Why Intel is adding instructions to speed up non-volatile memory

bahahah · on Nov 6, 2014

There are several storage class memories that are nearing commercialization. Intel is betting big on at least one of them. Most technologies in this class are orders of magnitude faster and have orders of magnitude better endurance than flash memory, while being only slightly slower the DRAM, yet non-volatile.

It is plausible that with another layer of in-package cache they could eliminate DRAM altogether, replacing it with ultrafast NVM. Imagine the resume/suspend speed and power savings of a machine whose state is always stored in NVM.

runeks · on Nov 6, 2014

> There are several storage class memories that are nearing commercialization.

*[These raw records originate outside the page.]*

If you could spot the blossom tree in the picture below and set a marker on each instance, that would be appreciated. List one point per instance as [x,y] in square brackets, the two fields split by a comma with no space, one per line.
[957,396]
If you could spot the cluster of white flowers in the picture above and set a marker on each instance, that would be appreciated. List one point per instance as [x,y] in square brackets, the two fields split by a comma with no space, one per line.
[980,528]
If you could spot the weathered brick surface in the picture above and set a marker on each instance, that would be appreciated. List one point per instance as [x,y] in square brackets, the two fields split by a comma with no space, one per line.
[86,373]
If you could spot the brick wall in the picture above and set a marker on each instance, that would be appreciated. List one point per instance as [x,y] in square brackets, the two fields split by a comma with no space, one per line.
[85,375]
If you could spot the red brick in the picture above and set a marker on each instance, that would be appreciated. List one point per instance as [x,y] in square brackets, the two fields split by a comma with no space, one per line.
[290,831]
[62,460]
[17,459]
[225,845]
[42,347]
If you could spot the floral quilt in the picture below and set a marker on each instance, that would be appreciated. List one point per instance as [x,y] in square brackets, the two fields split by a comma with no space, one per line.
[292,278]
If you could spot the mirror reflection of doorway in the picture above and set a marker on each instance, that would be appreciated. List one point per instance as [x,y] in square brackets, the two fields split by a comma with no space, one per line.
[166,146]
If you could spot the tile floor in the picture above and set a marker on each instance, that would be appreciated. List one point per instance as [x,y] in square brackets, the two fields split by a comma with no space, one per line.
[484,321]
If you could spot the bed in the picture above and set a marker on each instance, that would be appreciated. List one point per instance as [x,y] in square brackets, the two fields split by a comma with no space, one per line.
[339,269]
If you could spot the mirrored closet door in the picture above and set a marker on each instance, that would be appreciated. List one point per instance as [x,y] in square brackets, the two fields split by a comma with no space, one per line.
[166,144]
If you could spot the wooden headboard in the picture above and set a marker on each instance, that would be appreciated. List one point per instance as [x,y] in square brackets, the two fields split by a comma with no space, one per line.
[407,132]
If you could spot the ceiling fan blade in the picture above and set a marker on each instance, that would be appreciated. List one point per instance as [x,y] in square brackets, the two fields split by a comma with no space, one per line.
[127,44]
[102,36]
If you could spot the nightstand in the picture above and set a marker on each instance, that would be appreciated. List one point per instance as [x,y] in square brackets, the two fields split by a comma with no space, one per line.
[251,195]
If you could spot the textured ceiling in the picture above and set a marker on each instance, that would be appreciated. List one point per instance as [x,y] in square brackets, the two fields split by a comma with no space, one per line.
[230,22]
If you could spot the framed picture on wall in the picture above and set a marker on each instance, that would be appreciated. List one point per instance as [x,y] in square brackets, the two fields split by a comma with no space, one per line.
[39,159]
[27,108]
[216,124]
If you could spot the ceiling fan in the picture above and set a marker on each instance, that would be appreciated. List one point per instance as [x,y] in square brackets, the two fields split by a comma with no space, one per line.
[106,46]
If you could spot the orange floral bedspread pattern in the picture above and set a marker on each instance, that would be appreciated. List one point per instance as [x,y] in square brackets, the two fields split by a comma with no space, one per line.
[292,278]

I'm very interested in this. Could you point out which technologies that are near ready for commercialization?

My understanding is that the current cost is orders of magnitude higher per unit of storage for these new technologies compared to NAND flash or even DDR3 RAM. But of course, a dedicated fab could change that very quickly.

jhallenworld · on Nov 6, 2014

Well nvDIMMs are available right now (from companies like Netlist, Agigatech, Viking, Smart, Micron). This is DRAM with an analog switch, a controller and flash memory. When you lose power, the DRAM is disconnected from the processor and the contents are copied to the flash. The newer technology might be cheaper, but I thought so far the write performance is not as good as DRAM.

The issue is the cache: the data is not non-volatile until it has been written back to DRAM. Even then, you need some advanced warning of a power outage for it all to work.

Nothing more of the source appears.